Migrate Incrementally (aka Chicken Little).
Context A legacy system is to undergo reengineering to realise benefits for the organisation. You wish to minimise the risk of: system outages during cut-over; bugs in the target implementation; project cancellation; changing requirements; and systems becoming unsupported. In addition, you need to make best use of limited resources.

Although you expect reengineering to benefit the organisation, such an activity will, itself, carry risks which are difficult to predict, quantify and obviate. The scope of the project appears to be too large for the amount of resources available to support the necessary effort. If the project's timescales are stretched so as not to overload resources, requirement are more likely to change. If extra resources are acquired (for instance staff and equipment), project costs will rise and there will be an extra training burden. Changing requirements threaten to undermine reengineering efforts, yet you cannot ignore changing requirements since the credibility of the project, and hence its future viability, depend on satisfying users and business objectives.

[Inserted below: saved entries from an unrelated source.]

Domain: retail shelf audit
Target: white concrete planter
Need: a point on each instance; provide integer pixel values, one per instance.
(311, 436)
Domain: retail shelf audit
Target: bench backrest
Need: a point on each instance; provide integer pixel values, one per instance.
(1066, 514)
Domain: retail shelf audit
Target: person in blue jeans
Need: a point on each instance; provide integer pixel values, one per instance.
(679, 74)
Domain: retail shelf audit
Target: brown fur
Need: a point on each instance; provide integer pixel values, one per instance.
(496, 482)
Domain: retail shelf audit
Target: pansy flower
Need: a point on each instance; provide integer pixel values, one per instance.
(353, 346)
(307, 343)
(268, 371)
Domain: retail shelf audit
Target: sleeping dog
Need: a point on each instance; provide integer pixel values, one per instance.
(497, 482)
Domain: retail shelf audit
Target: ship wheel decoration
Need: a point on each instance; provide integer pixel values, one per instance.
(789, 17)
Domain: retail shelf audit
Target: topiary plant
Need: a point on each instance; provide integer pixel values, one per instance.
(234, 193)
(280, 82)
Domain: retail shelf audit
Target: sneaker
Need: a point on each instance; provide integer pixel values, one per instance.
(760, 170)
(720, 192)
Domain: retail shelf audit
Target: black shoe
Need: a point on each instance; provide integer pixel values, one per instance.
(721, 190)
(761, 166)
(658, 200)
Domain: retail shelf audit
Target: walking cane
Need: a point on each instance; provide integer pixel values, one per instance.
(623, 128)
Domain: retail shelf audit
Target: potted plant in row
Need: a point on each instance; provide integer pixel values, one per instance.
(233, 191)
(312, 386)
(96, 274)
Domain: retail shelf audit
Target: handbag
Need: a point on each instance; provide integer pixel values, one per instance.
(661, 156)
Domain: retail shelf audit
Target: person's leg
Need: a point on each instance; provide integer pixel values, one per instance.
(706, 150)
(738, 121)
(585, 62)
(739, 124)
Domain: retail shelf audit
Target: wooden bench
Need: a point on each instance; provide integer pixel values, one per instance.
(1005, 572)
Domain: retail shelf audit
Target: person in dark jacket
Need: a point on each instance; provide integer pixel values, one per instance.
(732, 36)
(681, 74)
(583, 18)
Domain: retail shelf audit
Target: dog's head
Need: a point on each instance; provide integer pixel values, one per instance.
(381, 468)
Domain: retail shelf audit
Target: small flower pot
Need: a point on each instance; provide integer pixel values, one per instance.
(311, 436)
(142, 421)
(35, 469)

Problem What is the best strategy with which to execute a large, complex reengineering project?
Solution Plan for a incremental, phased migration from the legacy to the target architecture. Decompose the legacy into sensible components. The reengineering of each decomposition becomes a phase in the project. Balance the effort involved in each phase with the available resources. Ensure that, throughout the project, there is an operational hybrid legacy/target system. Prioritise the order in which phases should take place based on the most pressing objectives being addressed first.
Consequences Decisions on how best to decompose the legacy could be based on any existing hierarchy of interfaces, logical code and data or the likelihood of certain hardware or software components becoming unsupported. Alternatively, tackle mission-critical phases first to raise the profile of the project. If databases are migrated early, redundancy can be identified which can help rationalise subsequent phases. Stand alone applications are more straightforward to migrate than those which are tightly coupled with other systems. This approach may lead to a quick success which helps the project's credibility, but could overlook more critical migration candidates. 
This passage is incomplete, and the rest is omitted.